In March of the following year, Bergner found new inspiration on Instagram and in the work of a San Francisco–based bakery called Tartine. “I was taken in by the allure and started my second starter dough in my dorm room at 62 Park,” he says. Tartine Bread, written by Chad Robertson, is one of the books Bergner credits for teaching him to bake the way he does now. Bergner admits “I got sucked in. Robertson paints the story of his quest for the perfect loaf of bread—one with ‘old soul’ as he puts it.”
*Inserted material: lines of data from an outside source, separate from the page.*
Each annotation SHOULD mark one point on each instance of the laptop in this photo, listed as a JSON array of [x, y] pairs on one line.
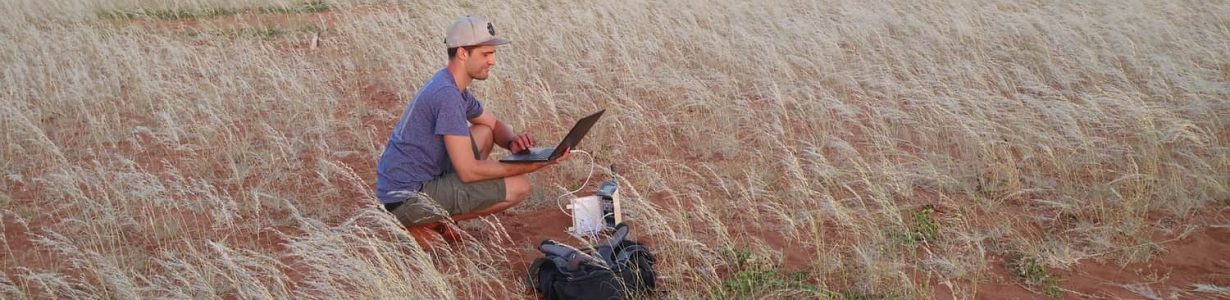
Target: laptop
[[571, 140]]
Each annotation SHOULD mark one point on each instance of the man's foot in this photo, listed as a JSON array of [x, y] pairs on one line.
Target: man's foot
[[449, 230], [424, 235]]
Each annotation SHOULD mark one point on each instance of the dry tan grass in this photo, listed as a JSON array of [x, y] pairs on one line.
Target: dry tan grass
[[231, 154]]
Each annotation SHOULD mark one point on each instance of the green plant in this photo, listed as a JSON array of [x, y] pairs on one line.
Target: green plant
[[1036, 274]]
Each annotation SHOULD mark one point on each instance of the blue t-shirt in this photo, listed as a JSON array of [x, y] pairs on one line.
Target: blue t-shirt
[[416, 148]]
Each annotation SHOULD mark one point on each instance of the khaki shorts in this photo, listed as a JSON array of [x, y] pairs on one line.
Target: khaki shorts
[[448, 196]]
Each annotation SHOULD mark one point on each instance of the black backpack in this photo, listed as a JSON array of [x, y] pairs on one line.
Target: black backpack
[[615, 268]]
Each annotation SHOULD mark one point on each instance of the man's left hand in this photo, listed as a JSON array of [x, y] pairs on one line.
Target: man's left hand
[[522, 143]]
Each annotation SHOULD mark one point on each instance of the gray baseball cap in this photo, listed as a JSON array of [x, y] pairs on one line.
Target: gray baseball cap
[[472, 31]]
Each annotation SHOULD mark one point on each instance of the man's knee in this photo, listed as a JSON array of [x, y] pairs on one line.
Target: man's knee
[[484, 139], [480, 133], [517, 188]]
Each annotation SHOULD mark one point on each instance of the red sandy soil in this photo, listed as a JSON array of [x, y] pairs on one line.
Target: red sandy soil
[[1201, 257]]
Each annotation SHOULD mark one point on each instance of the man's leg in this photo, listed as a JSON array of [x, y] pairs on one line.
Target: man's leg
[[517, 188], [484, 140]]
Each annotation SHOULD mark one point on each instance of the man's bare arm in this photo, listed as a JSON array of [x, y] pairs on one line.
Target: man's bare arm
[[471, 170], [503, 134]]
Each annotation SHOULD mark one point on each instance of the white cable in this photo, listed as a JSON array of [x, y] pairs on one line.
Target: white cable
[[582, 185]]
While home on break in Fairfield, Connecticut, Bergner found a random recipe online, followed it step by step, and using the starter he created in his dorm, baked his first loaf of sourdough. That starter dough has since been named Barclay, is now fed three times a day, and is among Bergner’s top priorities. The name comes from the Norse kingdom mythology, and Barclay is essential to the success of Bergner’s effort to establish a CSB, or Community Supported Bakery, a business Bergner modeled after Community Supported Agriculture or CSAs. Currently, Bergner has sold 18 shares for his signature North Country loaf and has added his experimental Porridge loaf to his offerings.
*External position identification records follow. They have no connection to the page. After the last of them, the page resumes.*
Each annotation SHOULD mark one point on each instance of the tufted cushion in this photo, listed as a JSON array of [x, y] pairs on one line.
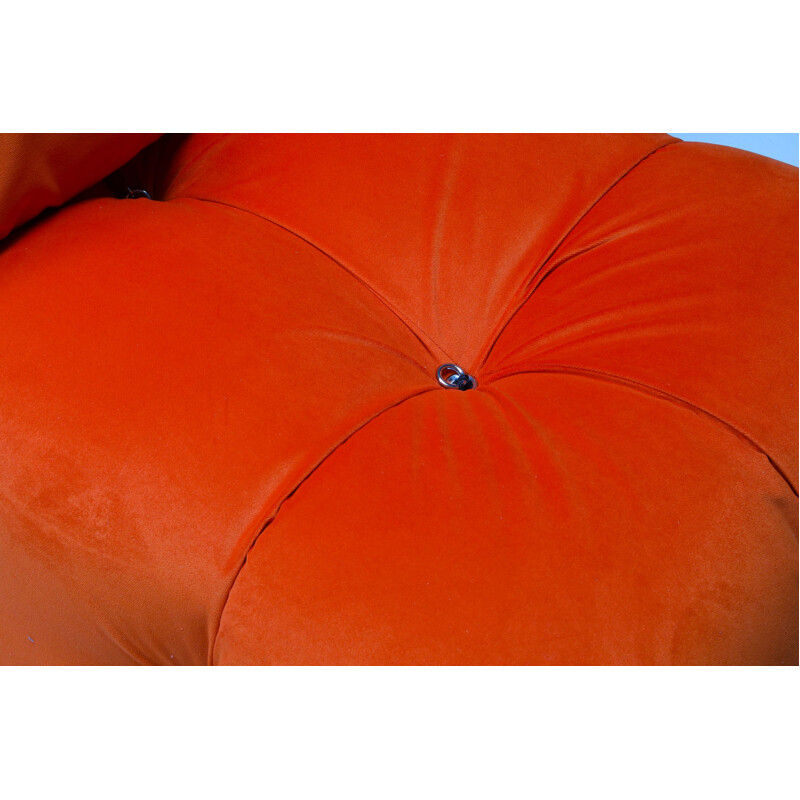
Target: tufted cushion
[[224, 440], [38, 170]]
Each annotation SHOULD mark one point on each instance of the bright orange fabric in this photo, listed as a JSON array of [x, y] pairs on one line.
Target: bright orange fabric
[[224, 441], [38, 170]]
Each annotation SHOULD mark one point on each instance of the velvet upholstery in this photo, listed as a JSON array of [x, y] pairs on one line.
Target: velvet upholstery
[[223, 439]]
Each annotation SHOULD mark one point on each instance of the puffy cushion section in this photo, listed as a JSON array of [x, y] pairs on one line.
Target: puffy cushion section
[[38, 170], [684, 278], [183, 379], [171, 371], [444, 227], [542, 519]]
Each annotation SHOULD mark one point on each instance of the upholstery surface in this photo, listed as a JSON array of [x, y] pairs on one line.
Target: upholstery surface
[[223, 440]]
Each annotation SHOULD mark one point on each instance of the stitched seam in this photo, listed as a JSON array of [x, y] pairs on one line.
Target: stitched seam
[[646, 388], [286, 496], [531, 279], [188, 164], [417, 332]]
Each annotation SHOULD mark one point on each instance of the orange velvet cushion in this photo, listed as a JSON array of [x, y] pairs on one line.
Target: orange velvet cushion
[[224, 440], [38, 170]]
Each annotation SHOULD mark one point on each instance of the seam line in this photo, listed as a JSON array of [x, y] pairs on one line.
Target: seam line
[[277, 507], [531, 279], [417, 332], [646, 388]]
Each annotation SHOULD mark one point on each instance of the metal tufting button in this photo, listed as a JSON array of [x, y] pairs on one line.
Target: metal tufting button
[[451, 376]]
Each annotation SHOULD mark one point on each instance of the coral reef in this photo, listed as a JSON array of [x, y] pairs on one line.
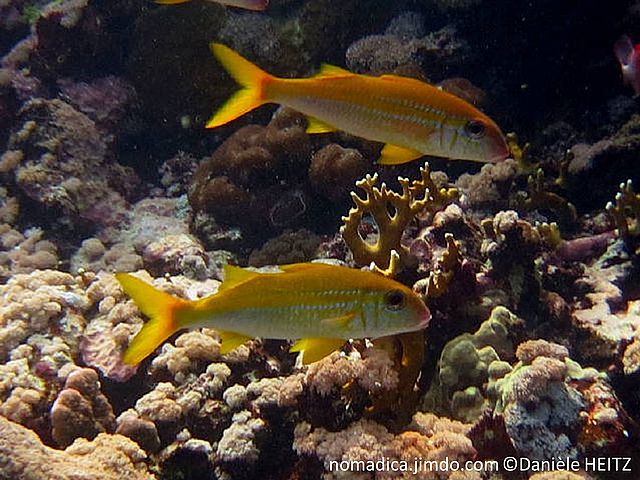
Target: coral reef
[[467, 362], [392, 212], [272, 160], [58, 158], [404, 46], [80, 410], [108, 456]]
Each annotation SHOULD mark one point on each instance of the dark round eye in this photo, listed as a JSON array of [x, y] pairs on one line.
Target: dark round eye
[[475, 128], [394, 300]]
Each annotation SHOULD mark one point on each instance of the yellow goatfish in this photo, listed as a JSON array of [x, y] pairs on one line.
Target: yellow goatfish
[[411, 117], [321, 305], [257, 5]]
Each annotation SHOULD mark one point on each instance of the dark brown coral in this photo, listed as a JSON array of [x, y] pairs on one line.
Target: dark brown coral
[[247, 178]]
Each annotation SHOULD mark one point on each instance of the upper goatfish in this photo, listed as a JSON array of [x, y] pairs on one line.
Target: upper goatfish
[[257, 5], [322, 305], [411, 117], [629, 57]]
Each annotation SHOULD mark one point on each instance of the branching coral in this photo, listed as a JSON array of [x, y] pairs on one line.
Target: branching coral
[[626, 213], [541, 199], [392, 213]]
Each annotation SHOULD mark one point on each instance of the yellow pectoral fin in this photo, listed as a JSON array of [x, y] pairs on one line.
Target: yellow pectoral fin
[[339, 322], [317, 126], [231, 341], [395, 155], [314, 349]]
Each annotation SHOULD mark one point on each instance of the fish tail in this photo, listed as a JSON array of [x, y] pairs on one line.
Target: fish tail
[[252, 78], [162, 310]]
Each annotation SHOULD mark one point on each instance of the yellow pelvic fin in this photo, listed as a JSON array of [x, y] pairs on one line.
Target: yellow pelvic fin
[[339, 322], [234, 276], [395, 155], [314, 349], [231, 341], [317, 126], [328, 70], [160, 307], [251, 77]]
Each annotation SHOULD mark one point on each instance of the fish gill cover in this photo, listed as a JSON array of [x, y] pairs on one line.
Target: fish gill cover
[[526, 269]]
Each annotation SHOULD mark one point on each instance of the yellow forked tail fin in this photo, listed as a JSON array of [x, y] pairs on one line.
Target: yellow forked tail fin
[[161, 309], [252, 79]]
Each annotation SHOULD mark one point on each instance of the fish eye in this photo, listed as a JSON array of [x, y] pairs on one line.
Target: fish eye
[[475, 128], [394, 300]]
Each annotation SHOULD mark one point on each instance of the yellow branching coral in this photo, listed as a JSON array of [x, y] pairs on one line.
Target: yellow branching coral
[[540, 199], [520, 154], [626, 211], [391, 212], [438, 281]]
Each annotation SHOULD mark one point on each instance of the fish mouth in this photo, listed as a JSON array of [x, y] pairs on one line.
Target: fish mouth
[[425, 319]]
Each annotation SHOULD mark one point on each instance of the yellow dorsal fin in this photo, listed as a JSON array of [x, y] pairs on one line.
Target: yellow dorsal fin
[[314, 349], [231, 341], [395, 155], [317, 126], [234, 276], [302, 267], [328, 70]]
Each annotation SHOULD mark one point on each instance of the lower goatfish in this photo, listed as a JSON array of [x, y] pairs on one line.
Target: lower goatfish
[[257, 5], [321, 305], [411, 117]]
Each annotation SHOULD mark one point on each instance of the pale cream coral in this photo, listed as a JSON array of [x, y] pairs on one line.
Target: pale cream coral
[[374, 372], [428, 438], [107, 457], [238, 441], [160, 404]]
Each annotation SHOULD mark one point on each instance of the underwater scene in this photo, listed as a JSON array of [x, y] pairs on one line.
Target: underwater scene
[[319, 240]]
The name of his entrepreneurial experiment is Moonsmoke, inspired by a song from the band Caamp and “that liminal space when the moon is just covered in wisps of fog or clouds in the night,” something Bergner says he and his peers wondered about during their time in St. Lawrence’s Sustainability Program.
“Moonsmoke wouldn’t exist without my experience in the Sustainability Program,” says Bergner. “I think of Moonsmoke as a traveling bakery. It moves with me where I go, but I know its real home is in that farm kitchen,” he says.
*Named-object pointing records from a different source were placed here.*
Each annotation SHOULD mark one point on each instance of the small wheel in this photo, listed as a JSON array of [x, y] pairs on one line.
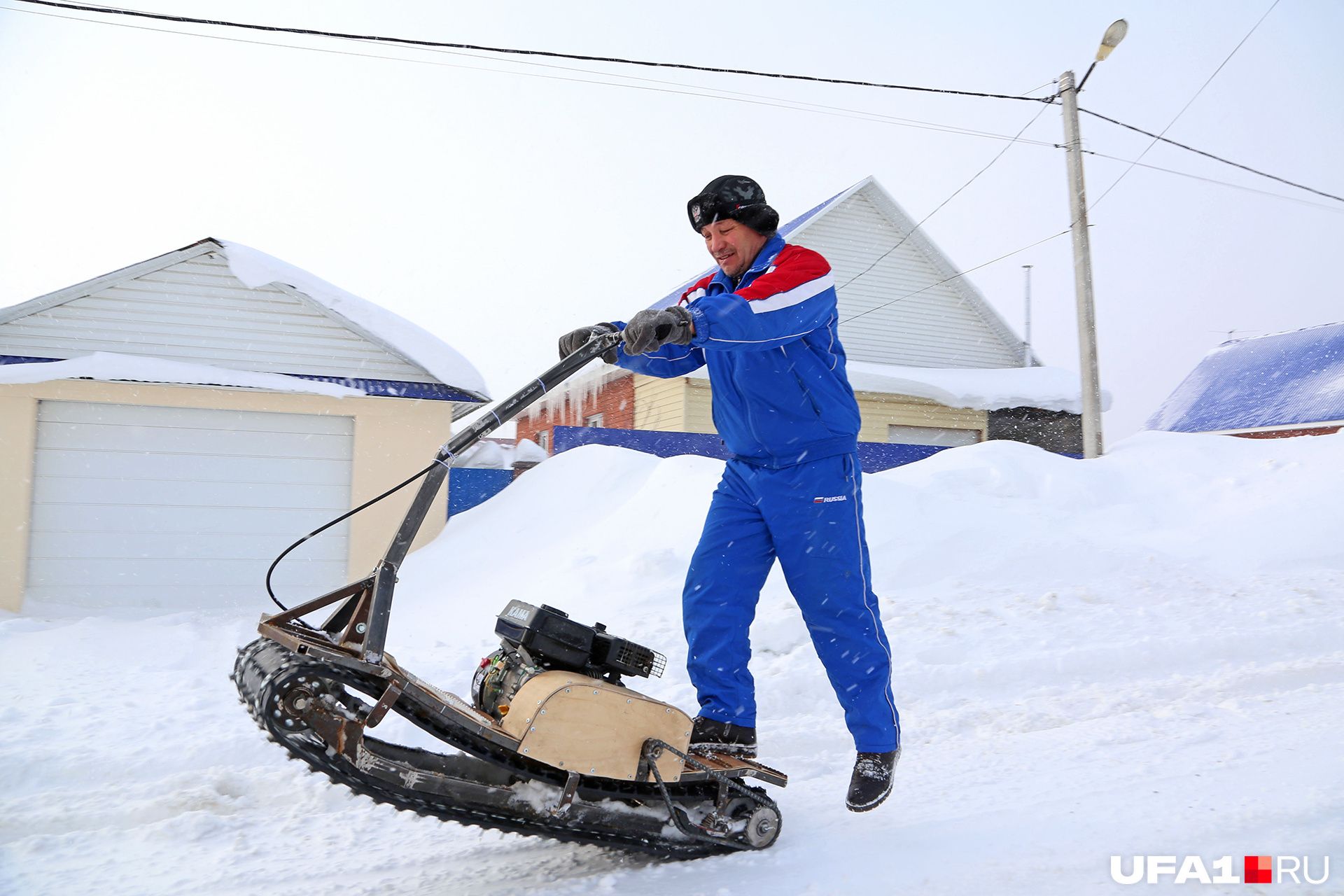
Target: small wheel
[[762, 828], [292, 697]]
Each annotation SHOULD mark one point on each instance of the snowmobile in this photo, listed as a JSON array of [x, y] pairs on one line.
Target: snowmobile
[[552, 743]]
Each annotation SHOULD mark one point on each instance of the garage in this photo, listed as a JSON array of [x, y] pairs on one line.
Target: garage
[[168, 428], [179, 507]]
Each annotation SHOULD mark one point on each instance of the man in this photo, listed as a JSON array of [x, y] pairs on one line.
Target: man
[[765, 324]]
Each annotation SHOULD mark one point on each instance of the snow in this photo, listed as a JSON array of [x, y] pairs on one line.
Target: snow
[[109, 365], [1051, 388], [528, 451], [440, 359], [1139, 654], [489, 454]]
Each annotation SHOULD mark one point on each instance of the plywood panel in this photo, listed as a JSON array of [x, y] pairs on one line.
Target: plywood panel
[[593, 727], [181, 503]]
Moonsmoke loaves are made entirely from locally sourced ingredients. “New York state has an amazing grain shed that has been built up over the last decade,” explains Bergner. Because his business is too small to work directly through a distributor, Bergner orders everything from Farmer Ground Flour Mill in Trumansburg, New York, by way of Nature’s Storehouse on Main Street in Canton.
The reasoning behind Bergner’s decision to locally source his bread is threefold. “I want to support local farmers and the work they are doing to rebuild our grain infrastructure in the Northeast,” he says. The thought of fossil fuels being used to transport ingredients from distant locations doesn’t sit right with Bergner either, especially when it is something that can be avoided.
The third reason? Taste. Bergner says he is a big proponent of terroir, the influence of all local environmental factors that contribute to a crop or ingredient’s unique flavor characteristics. In other words, Bergner wants to understand what local tastes like. Along with this curiosity is his drive to experiment with the complexities of grains. “We talk about the effect of climate change, land, and vintage with wines, but you can do the same with flour,” he says.
When asked where he sees Moonsmoke going in the future, Bergner answers, “I know I will go into baking at some point in the near future even if it isn’t right away. I really want to move to San Francisco after school. I love the farming and food culture of the Bay Area.”
For now, Bergner continues to experiment with the unique flavors of the North Country through his partner Barclay and the inspiration of that liminal space when the moon is just covered in wisps of fog or clouds in the night.